Comedian and actor Patton Oswalt took to Facebook on Aug. 1, 2016, to discuss the grieving process following the sudden and tragic death of his wife, Michelle McNamara.

"Thanks, grief," the post began. "Thanks for making depression look like the buzzing little bully it always was. Depression is the tallest kid in the 4th grade, dinging rubber bands off the back of your head and feeling safe on the playground, knowing that no teacher is coming to help you."

"But grief?" He continued. "Grief is Jason Statham holding that 4th grade bully's head in a toilet and then f****** the teacher you've got a crush on in front of the class."

The post was written 102 days after McNamara died unexpectedly in her sleep on April 21, 2016. "102 days at the mercy of grief and loss feels like 102 years and you have s*** to show for it," Oswalt wrote. "You will not be physically healthier. You will not feel 'wiser.' You will not have 'closure.' You will not have 'perspective' or 'resilience' or 'a new sense of self.' You WILL have solid knowledge of fear, exhaustion and a new appreciation for the randomness and horror of the universe. And you'll also realize that 102 days is nothing but a warm-up for things to come."

"I was face-down and frozen for weeks," he added later. "It's 102 days later and I can confidently say I have reached a point where I'm crawling. Which, objectively, is an improvement. Maybe 102 days later I'll be walking."

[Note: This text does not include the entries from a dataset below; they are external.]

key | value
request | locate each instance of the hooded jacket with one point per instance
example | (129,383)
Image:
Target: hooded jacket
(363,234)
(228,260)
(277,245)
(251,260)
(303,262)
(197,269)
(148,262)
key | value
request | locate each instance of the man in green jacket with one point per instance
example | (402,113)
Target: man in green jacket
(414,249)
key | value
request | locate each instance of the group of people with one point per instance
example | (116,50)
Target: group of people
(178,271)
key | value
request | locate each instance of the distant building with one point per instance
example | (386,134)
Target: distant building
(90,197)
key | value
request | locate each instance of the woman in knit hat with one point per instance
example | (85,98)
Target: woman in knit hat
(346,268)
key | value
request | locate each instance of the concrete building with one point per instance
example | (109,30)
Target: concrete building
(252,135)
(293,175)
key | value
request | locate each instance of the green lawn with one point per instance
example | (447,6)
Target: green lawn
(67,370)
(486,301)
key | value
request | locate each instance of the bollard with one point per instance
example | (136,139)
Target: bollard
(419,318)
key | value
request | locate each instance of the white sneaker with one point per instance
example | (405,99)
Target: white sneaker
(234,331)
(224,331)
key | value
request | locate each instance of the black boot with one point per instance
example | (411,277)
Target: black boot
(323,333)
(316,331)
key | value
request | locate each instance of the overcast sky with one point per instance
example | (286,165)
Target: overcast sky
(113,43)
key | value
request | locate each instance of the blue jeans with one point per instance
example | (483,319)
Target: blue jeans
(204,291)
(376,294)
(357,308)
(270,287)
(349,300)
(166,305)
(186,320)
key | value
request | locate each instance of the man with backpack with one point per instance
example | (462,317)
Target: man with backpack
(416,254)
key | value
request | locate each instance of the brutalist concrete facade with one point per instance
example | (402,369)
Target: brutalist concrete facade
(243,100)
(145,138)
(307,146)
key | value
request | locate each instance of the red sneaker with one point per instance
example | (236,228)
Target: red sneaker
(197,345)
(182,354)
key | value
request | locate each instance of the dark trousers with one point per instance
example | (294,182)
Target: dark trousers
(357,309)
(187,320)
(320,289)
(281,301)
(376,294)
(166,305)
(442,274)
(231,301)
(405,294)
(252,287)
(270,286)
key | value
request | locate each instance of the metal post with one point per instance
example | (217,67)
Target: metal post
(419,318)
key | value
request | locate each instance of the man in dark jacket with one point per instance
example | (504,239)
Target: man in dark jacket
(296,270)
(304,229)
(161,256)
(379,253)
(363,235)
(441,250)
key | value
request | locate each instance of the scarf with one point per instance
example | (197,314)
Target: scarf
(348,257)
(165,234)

Oswalt—who has a 7-year-old daughter, Alice, with McNamara—wrote that "any spare energy [he's] managed to summon since April 21st" has gone toward finishing a book that McNamara was writing about a serial killer in California. "And I'm going to start telling jokes again soon," he continued. "And writing. And acting in stuff and making things I like and working with friends on projects and do all the stuff I was always so privileged to get to do before the air caught fire around me and the sun died. It's all I knew how to do before I met Michelle. I don't know what else I'm supposed to do now without her."

Oswalt has been outspoken about the pain he's suffered since losing his wife. In May 2016, he penned a moving piece for Time magazine. "The reaction to her passing, the people who are shocked at her senseless absence, is a testament to how she steered her life with joyous, wicked curiosity," Oswalt wrote. "Cops and comedians call—speechless or sending curt regards. Her family is devastated but can't help remember all of the times she made them laugh or comforted them, and they smile and laugh themselves. She hasn't left a void. She's left a blast crater."